The result was the following connection scheme:


For a change - art by hand. Wiring diagram drives. Magnetic board, markers, 2016.

The board with a PCIe switch or SAS controller is located above the disks and is connected to the motherboard with a cable. The board itself is connected to the disk backplane in which the drives are inserted.

Power supplies


Power supplies are usually placed in the left or right rear corner of the case. It was more convenient for us, based on the design of the PDB (Power Distribution Board), to arrange them in the left (as seen from the back). The power supplies decided to use the CRPS standard, the main advantages of which are the high power density of the power supplies (2 kW today, up to 2.4 - almost tomorrow), high efficiency, and most importantly - this is not some proprietary standard of a single vendor, but a standard , initiated by Intel at the time, and which was supported by a significant number of companies. Two two-kilowatt power supply in our case are located one above the other.

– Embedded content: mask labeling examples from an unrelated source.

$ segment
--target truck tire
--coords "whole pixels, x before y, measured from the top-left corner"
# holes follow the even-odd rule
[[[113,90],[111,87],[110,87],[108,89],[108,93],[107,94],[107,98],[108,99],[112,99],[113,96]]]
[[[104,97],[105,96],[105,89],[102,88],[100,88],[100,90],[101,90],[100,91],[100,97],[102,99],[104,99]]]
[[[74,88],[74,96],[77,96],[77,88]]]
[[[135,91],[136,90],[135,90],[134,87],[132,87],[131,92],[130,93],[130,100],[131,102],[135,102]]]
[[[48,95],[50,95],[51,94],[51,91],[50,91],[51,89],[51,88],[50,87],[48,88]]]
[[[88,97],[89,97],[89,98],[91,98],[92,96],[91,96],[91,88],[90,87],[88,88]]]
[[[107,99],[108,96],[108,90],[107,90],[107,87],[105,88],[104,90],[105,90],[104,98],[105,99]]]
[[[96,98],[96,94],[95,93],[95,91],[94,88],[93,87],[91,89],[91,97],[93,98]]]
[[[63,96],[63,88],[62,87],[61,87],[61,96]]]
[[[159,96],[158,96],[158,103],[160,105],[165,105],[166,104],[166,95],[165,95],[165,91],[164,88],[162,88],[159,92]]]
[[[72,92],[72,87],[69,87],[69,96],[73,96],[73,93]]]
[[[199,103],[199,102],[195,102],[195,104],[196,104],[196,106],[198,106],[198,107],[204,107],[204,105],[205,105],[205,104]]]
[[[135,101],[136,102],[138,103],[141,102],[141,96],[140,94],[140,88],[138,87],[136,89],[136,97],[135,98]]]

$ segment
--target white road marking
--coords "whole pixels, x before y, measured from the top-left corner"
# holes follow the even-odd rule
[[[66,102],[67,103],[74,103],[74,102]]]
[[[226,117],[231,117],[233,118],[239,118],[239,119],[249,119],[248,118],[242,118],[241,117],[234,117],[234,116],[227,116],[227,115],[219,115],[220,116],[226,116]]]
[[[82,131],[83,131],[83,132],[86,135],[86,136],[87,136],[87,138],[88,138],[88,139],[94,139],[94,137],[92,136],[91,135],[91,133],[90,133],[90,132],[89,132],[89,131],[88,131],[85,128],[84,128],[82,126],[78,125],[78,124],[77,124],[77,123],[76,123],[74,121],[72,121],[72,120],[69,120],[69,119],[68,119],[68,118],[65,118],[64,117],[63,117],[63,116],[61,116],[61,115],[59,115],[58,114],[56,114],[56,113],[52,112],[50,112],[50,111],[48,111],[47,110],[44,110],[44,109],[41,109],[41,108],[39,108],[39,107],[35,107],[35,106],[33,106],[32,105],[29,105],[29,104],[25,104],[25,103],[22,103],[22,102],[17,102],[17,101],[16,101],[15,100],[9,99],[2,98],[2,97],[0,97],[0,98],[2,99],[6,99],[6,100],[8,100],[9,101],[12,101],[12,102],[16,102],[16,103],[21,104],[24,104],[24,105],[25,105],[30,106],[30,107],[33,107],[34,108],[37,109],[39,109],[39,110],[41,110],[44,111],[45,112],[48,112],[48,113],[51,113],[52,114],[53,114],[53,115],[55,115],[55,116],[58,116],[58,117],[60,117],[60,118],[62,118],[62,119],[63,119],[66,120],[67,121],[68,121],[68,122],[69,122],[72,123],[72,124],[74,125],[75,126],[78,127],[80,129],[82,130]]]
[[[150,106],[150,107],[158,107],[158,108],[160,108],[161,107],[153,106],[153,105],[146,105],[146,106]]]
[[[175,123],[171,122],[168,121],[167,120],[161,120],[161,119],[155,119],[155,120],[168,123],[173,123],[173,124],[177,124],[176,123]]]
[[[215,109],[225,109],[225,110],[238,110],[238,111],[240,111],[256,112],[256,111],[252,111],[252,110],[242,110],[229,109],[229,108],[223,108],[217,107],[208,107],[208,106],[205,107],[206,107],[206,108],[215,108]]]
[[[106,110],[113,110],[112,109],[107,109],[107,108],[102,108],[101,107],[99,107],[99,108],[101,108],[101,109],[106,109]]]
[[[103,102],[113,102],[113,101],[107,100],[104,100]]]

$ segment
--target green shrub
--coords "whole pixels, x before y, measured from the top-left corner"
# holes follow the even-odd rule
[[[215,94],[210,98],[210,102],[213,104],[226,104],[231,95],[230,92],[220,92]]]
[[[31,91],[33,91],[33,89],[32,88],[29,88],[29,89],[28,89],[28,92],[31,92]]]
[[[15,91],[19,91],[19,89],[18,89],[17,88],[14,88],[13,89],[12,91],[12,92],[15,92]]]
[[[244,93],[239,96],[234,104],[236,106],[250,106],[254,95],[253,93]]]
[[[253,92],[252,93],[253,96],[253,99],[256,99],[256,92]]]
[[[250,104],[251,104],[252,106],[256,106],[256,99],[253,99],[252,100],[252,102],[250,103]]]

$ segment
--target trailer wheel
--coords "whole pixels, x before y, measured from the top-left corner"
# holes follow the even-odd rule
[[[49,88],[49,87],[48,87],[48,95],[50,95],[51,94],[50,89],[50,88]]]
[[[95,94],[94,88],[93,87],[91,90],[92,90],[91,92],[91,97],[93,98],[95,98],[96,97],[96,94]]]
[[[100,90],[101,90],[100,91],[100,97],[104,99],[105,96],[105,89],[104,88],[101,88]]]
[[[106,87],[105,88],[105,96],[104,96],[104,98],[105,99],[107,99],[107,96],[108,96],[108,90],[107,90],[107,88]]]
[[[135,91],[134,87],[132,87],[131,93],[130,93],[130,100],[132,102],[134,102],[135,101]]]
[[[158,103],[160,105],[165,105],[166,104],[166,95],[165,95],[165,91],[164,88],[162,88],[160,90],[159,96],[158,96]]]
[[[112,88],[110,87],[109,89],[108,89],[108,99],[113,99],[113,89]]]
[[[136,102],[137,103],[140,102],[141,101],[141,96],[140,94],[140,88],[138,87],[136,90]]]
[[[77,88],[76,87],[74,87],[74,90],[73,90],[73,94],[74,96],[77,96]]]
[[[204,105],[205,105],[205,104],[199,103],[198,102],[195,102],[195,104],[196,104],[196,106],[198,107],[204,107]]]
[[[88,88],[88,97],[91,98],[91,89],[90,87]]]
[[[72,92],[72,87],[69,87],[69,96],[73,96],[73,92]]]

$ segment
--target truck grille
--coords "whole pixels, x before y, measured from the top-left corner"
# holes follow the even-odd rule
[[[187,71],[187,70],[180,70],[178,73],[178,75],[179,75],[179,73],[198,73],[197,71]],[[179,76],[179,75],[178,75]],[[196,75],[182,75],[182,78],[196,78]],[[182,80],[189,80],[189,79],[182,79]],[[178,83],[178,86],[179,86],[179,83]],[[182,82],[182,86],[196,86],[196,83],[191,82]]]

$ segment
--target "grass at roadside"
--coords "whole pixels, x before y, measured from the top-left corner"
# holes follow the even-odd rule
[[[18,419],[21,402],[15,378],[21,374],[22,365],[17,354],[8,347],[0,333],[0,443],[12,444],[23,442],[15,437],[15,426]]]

A little more about memory


Since we place one memory buffer and 8 DIMMs (the maximum amount supported by Centaur) at each riser, it turns out that we need four raisers per processor, that is, only 16 of them in the chassis. Based on the height of standard DDR4 RDIMM modules, the width of such risers in the chassis can accommodate no more than 11 (and even then, you have to use Ultra-low seating DIMM sockets and shrink, counting in tenths of millimeters). Therefore, another 5 risers had to be put in another place, on the back of the motherboard. Actually, this resulted in the unfolding of a single processor by 180 degrees (the last Cthulhu picture in the last article ). Considering the height of our memory risers from the bottom to the server lid, another cutout was added to the limitations of the shape of the motherboard.

After that, it remains only to place the slots for standard PCI Express cards, the number of which was clearly determined by the free space. It turned out to accommodate 5 slots, plus a separate connector for the management board (to unload the motherboard, we decided to put it on a separate BMC card, USB and Ethernet - all this was placed on a separate small board, which is installed in the same sixth slot).

General scheme


The result was a picture of the location of the components (top view, the board with the controllers above the disks is not shown so that the disks do not obscure):


Legend:
0. System board.
1. IBM POWER8 SCM Turismo processors.
2. Memory raisers with DIMMs.
3. 24 × 2.5 ”disk and disk backplane
4. Expansion card slots (only HHHL, that is, low profile cards are supported).
5. Management fee.
6. Cooling fans.
7. Power supplies.

These are the considerations that I described and determined the look of the server. Total: standard 19 ”chassis 2U high, 4 sockets for POWER8 processors, 16 connectors for risers with memory bars (up to 128 DIMM modules in the entire server, 8 for each riser), 5 standard PCI Express slots for expansion cards and one card management.